Perkembangan teknologi informasi, utamanya di era Revoulsi Industri 4.0, menambah deras arus globalisasi. Globalisasi dan teknologi informasi memang sangat erat kaitannya. Menurut Mubah (2011), tidak ada globalisasi tanpa kemajuan teknologi informasi dan komunikasi. Perkembangan teknologi informasi dan komunikasi juga berjalan lambat jika masyarakat tidak berpikir secara global. Perkembangan teknologi dan globalisasi adalah suatu fenomena yang tak terelakan di era sekarang ini (Scholte, 2001).
Teknologi informasi tidak mungkin berkembang tanpa pertumbuhan ekonomi yang tinggi sehingga menjadi sangat wajar kalau negara-negara maju dengan pertumbuhan ekonomi yang menjadi pelopor sekaligus menguasai perkembangan teknologi informasi di dunia ini. Konsekuensi logis dari dikuasainya perkembangan teknologi oleh negara-negara maju (baca: Barat) adalah dikuasainya globalisasi oleh mereka. Hal inilah yang menjadi penyebab munculnya perspektif yang memandang globalisasi sebagai westernisasi.

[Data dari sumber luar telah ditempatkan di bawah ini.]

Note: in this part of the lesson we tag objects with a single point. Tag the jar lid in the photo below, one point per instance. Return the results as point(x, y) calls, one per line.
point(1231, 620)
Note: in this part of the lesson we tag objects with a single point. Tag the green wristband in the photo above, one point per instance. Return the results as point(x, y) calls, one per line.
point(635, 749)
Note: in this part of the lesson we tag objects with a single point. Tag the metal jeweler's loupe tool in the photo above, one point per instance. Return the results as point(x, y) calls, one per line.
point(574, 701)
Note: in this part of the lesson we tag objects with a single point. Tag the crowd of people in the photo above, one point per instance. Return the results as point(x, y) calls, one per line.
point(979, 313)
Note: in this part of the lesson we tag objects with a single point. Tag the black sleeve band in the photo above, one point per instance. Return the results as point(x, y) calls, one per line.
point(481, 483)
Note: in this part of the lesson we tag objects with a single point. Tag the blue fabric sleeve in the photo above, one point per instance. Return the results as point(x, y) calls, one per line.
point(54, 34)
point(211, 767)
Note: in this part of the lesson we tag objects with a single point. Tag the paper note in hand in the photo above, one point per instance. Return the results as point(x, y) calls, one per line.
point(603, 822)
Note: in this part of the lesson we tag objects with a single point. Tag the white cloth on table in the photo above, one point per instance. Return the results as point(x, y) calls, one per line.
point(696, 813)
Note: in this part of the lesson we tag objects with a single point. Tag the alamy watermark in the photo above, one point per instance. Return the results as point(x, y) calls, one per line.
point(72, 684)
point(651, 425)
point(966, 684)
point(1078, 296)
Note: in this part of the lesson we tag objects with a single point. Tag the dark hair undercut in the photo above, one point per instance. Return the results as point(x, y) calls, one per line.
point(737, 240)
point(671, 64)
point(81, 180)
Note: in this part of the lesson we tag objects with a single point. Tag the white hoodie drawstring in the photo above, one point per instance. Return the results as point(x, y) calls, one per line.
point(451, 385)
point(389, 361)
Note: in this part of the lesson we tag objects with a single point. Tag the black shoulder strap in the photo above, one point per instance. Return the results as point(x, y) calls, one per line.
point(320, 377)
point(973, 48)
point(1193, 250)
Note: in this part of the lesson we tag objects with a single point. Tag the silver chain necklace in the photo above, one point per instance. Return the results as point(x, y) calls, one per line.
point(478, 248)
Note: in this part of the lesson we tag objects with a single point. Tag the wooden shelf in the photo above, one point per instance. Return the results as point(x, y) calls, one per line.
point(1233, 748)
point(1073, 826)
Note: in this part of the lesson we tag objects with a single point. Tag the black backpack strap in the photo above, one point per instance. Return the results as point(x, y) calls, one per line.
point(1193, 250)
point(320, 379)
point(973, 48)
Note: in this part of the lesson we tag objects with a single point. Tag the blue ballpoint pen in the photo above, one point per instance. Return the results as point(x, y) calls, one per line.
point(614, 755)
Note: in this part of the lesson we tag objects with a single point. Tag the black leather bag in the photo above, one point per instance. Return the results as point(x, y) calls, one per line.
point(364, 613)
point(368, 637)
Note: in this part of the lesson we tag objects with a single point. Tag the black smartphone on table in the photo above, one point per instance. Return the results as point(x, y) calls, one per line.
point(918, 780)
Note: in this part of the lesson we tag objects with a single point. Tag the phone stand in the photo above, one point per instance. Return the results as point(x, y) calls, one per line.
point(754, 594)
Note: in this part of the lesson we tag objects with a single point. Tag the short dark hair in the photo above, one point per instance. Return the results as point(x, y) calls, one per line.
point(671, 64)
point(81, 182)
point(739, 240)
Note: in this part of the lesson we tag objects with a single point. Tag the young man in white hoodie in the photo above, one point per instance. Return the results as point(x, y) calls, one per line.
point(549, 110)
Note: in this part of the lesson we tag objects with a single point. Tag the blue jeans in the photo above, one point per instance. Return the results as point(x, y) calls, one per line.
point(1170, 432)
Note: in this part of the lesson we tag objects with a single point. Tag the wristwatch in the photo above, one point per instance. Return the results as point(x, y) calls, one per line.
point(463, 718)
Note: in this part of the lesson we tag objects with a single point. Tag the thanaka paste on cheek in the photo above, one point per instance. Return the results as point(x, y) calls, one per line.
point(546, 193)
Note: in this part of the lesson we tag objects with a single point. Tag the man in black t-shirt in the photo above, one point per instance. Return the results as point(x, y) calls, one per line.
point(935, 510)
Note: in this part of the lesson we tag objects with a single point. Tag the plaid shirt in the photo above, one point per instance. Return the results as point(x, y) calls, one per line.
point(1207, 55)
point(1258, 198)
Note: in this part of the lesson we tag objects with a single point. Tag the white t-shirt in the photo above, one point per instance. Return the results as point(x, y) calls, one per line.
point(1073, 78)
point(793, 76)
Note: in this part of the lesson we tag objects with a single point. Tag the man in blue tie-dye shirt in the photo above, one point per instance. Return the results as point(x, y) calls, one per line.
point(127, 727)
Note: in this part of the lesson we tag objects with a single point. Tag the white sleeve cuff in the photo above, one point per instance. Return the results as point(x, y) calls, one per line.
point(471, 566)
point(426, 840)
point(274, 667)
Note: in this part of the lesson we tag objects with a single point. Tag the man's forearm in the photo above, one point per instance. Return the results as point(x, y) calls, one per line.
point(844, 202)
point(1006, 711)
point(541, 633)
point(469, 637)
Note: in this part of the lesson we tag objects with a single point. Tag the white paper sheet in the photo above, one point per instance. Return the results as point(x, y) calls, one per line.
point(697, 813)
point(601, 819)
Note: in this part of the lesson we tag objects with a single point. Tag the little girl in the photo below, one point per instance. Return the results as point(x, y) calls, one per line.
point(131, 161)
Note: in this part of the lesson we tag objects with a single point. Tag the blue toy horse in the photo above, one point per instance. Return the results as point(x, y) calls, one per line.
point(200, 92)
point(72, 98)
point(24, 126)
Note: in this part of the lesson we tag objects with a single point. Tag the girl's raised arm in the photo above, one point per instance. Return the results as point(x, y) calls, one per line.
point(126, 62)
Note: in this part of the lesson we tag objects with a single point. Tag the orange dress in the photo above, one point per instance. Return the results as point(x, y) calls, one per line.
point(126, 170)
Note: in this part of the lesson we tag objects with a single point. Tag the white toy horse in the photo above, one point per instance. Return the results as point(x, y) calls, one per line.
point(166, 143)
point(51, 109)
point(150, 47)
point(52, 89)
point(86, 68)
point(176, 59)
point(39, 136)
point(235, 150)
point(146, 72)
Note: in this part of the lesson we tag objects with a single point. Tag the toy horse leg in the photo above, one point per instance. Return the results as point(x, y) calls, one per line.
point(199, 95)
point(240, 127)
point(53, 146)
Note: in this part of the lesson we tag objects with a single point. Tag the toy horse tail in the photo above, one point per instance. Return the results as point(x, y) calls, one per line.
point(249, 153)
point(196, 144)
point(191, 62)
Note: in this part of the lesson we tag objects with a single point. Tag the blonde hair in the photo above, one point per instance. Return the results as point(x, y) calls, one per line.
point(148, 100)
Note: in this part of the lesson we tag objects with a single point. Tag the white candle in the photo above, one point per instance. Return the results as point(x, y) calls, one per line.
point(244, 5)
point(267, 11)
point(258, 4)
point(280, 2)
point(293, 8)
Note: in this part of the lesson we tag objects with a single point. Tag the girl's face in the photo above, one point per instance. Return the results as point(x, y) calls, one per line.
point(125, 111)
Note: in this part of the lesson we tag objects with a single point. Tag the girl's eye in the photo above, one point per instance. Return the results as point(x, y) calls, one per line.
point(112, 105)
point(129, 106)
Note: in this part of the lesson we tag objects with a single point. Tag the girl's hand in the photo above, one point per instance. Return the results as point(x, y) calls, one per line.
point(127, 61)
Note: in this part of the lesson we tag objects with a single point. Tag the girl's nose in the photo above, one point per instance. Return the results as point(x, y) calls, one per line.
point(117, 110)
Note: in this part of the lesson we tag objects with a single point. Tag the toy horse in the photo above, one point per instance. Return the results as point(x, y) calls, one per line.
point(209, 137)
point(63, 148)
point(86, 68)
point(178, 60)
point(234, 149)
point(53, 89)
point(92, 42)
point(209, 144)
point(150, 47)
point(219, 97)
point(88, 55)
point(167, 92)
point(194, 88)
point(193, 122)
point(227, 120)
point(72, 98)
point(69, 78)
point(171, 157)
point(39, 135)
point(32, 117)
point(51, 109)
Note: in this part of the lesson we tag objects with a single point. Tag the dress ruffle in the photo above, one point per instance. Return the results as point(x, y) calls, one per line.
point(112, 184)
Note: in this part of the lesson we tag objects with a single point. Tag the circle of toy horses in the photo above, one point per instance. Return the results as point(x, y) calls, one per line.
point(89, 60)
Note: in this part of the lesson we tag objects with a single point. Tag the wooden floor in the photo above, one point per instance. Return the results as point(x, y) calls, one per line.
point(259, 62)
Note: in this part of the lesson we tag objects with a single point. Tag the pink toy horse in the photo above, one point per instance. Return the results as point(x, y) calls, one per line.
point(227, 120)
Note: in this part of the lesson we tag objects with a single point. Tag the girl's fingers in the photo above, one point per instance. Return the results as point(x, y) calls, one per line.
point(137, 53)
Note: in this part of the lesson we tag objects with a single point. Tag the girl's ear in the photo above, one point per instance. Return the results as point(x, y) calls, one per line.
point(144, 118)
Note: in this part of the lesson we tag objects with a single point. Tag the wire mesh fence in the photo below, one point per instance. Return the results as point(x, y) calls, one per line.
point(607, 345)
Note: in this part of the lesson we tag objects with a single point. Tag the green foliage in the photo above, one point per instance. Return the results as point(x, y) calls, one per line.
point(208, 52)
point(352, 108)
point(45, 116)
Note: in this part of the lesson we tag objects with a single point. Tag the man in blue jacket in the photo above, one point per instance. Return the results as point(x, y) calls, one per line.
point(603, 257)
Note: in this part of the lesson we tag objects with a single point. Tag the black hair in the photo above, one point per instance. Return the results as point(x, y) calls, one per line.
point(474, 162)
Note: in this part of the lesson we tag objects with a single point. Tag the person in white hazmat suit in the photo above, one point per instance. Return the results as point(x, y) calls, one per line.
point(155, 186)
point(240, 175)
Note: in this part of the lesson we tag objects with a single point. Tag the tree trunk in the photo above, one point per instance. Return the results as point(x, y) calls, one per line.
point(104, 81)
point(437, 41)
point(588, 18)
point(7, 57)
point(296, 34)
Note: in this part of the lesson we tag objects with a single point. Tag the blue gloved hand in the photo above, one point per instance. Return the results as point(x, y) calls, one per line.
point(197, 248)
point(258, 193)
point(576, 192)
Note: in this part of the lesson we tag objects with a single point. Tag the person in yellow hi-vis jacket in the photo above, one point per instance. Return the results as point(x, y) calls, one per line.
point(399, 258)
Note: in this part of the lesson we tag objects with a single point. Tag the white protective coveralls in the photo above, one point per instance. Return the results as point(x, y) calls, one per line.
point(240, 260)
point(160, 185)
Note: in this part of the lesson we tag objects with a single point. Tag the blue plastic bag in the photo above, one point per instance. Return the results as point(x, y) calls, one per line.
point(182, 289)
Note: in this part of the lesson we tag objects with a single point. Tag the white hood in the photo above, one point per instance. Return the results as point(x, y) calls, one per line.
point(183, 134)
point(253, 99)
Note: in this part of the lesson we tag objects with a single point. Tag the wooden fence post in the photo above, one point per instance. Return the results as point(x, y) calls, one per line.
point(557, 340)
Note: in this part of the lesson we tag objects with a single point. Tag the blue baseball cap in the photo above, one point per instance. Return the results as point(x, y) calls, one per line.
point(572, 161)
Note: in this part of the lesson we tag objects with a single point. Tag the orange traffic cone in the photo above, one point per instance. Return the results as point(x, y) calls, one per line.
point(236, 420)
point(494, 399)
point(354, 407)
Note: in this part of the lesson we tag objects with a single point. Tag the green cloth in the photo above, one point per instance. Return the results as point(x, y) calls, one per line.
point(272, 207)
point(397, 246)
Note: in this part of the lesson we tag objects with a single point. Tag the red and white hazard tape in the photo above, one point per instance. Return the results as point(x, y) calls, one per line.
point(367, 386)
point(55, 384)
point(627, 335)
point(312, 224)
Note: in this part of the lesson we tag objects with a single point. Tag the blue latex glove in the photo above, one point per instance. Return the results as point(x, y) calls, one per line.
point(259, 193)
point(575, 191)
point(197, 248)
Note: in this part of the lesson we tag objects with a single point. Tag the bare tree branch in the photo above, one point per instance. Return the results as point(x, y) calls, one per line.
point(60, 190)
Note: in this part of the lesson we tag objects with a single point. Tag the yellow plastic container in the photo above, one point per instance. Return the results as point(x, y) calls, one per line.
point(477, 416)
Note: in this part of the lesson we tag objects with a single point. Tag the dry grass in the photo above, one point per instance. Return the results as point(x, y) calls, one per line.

Pakenham (1998) mendefinisikan westernisasi sebagai sebagai bentuk penyebaran nilai, norma, dan kebiasaan Barat ke berbagai penjuru dunia. Secara historis, westernisasi tidak bisa dilepaskan dari semangat “pemberadaban” yang menjadi pandangan arus utama bangsa-bangsa Barat di era kolonialisme di abad-abad yang lalu. Orang-orang Barat, menganggap budaya Timur sebagai budaya yang “tidak beradab” sehingga perlu untuk dijadikan “beradab”.
Standarisasi peradaban Barat sebagai peradaban yang “beradab” inilah yang kemudian menimbulkan peminggiran budaya Timur. Westernisasi sendiri sangat cakap untuk menyimbolkan dirinya sebagai entitas modern yang beradab berkat keunggulan dalam teknologi dan informasi sehingga dengan sangat mudah bisa “menghakimi” Timur sebagai entitas yang “tidak beradab”.
Hal-hal tersebut yang kemudian memicu imperialisme budaya Barat. Budaya Timur harus di-Barat-kan agar citra “tidak beradab” yang melekat selama ini berganti menjadi sesuatu yang “modern dan beradab”. Pengertian imperialisme dalam aspek kultural tidak dalam pengertian aktif seperti halnya imperialisme dalam bidang ekonomi-politik dimana terdapat ekspansi yang dilakukan perusahaan multinasional dalam mengeksplorasi dan mengeksploitasi pasar di negara dunia ketiga.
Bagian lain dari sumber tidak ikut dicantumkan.